Yes, it does thanks to Purell Spray. I can’t stop. But it kills me that it makes people think these things, whether it’s self-conscious or uncomfortable.

You see, this is the other face of anxiety. This is why I don’t judge a mom whose home isn’t in tip-top shape, because while her anxiety manifests itself in piles of dishes, mine is the opposite. When I feel my worst, I clean obsessively. Someone bullied my child? Bleach my bathrooms and scrub them so hard the grout starts to come out. Just feeling unbearably sad and anxious about everything and nothing all at the same time? Deep clean my entire house top to bottom.

It also manifests itself in the way I dress. I can feel other moms staring at me when I show up to the park in a sundress, curled hair, makeup, and jewelry. I probably look like I belong anywhere else but at the park running after my children. But this is how I cope. This is how I survive the hardest days.

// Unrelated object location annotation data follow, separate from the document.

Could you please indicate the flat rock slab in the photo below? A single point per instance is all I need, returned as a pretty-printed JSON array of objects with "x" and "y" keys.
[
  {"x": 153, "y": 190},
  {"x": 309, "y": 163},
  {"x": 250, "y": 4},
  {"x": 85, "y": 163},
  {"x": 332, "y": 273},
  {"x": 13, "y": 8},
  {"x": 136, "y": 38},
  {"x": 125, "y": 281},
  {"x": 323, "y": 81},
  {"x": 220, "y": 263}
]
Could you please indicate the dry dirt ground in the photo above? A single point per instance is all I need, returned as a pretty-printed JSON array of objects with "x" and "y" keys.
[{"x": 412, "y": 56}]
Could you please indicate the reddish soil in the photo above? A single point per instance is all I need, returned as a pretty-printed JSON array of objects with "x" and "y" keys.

When I had my son, I went to a wedding two weeks later and it helped me heal because someone made me look like a queen. When I showed up to the park, each and every time with both children in tow, I wore my dresses and my makeup. I fixed my hair and applied my lipstick. I did this because it was what I needed to do to feel in control of something when my emotions were slipping through my fingers like quicksand.

I still find the time to take my children to library classes, playdates, and more. I still find time to attend every birthday party I am invited to and then some. I volunteer and I visit. I invite and I host. I have always been this way and it won’t change any time soon.

I do try to let go sometimes. I encourage my daughter to smear paint, color, craft and more. I let her run around outside barefoot eating a popsicle that inevitably ends up all over her little toes. She comes in and out of the house, smearing the walls, tables and floors.

She goes to bed clean and happy after an extra long shower. I kiss her goodnight and then I go downstairs and hand wash the walls, the tables, and the floors. I wash away the feeling that I am not a good enough mom or a good enough wife or any other role that I hold because no matter how many times my husband tells me how great I am or my mother tells me how proud she is of me, those feelings swim around in my head.

So I pick up that bucket and that rag and I scrub it all away.